En 2018, Allonge ta foulée !, interprété par Yanis Balhoul et Philippe Rebbot, est présenté en sélection régionale au Festival de Clermont-Ferrand. 

 

Critique

C'est un grand lieu désaffecté, qu'on imagine être une ancienne usine, un territoire envahi par les plantes qui rongent le cadre et rampent le long des fenêtres craquelées. C'est le premier plan du film et il est immédiatement beau, sonne l'évidence d'un pays d'apocalypse, d'après les humains. Apparaît une silhouette en surimpression, émergeant du papier peint Seventies, d'un autre monde, tel un fantôme qui vient visiter ses vieilles ruines. C'est le premier fantôme de l'usine. Qui sont-ils ? S'ils semblent être des souvenirs, ils apparaissent essentiellement comme des boules de lumière réactivées dans le présent, nichées ici et là dans le grain d'une photographie pesante.

En voix off, les intonations sont celles des contes adressés aux enfants avant d'aller dormir, avec les rires saccadés et forcés pour donner de la consistance aux personnages. Les contes d'Andersen sont d'ailleurs ouvertement cités. C'est avec cette précieuse évidence que le texte se déroule autour de la question du souvenir du travail. Brahim Fritah, un an après son premier long métrage, Chroniques d'une cour de récré, poursuit une évocation intimiste et poétique du monde ouvrier. “Est-ce que les fantômes rêvent ? Est-ce qu'ils respirent ?”, demande un enfant comme s'il se demandait si le sang de la vie pouvait encore couler dans le monde défait d'aujourd'hui.

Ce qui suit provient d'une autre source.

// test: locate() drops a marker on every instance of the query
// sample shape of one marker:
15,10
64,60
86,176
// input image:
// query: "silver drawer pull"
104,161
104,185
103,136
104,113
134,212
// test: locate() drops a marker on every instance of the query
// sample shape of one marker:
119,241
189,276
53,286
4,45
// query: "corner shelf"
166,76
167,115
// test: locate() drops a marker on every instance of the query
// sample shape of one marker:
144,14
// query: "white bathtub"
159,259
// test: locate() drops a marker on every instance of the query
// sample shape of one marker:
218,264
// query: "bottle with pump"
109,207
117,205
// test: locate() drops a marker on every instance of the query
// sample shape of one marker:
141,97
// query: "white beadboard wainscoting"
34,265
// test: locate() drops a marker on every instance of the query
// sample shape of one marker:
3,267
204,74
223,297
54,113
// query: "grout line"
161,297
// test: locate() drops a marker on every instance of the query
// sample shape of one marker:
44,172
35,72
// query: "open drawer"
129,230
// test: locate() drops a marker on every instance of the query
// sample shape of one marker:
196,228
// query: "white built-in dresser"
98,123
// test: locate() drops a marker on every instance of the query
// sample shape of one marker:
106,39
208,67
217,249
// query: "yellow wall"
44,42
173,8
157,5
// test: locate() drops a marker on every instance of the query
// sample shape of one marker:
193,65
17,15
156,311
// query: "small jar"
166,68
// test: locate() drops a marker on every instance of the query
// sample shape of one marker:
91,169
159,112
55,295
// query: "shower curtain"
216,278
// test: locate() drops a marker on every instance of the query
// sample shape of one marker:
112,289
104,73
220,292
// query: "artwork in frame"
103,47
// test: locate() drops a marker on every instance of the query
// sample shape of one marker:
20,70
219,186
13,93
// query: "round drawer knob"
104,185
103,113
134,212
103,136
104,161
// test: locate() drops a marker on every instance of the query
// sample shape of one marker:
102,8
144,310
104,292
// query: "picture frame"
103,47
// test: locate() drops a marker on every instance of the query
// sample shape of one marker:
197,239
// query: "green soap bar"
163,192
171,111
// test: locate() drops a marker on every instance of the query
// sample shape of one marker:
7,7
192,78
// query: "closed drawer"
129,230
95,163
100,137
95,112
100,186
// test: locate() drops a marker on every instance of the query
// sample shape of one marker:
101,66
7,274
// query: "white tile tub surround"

Si Les fantômes de l'usine est un film de photos, d'images arrêtées, c'est pour mieux saisir le mouvement du temps, son écoulement inépuisable, par touches impressionnistes. L'usine prend alors des contours fantastiques, comme un secteur fait d'images brassées, d'odeurs et de lumières intactes. En témoigne cette anecdote autour d'un cendrier de verre poli dont l'un des enfants manifeste le plaisir ressenti du travail bien fait après l'avoir nettoyé. Le cendrier devient un joyau magique, un artefact étoilé, comme on retirerait d'un conte une lampe magique pour en déverser ses effets. En cela, le film de Brahim Fritah agit comme une force vive, une réminiscence intimiste du monde ouvrier, des “messieurs de l'usine”, comme ces ados les désignent. Et ce croisement entre la pénibilité du travail et la candeur de l'enfance trouve ici un écho particulièrement étourdissant de beauté. 

Arnaud Hallet

Réalisation et scénario : Brahim Fritah. Image : Pascal Lagriffoul et Brahim Fritah. Montage : Catherine Mantion. Son : Nicolas Bourgeois et Matthieu Tibi. Interprétation : Billel Bouakel. Voix : Reda Kateb et Yanis Bahloul. Production : Dodes Kaden Films.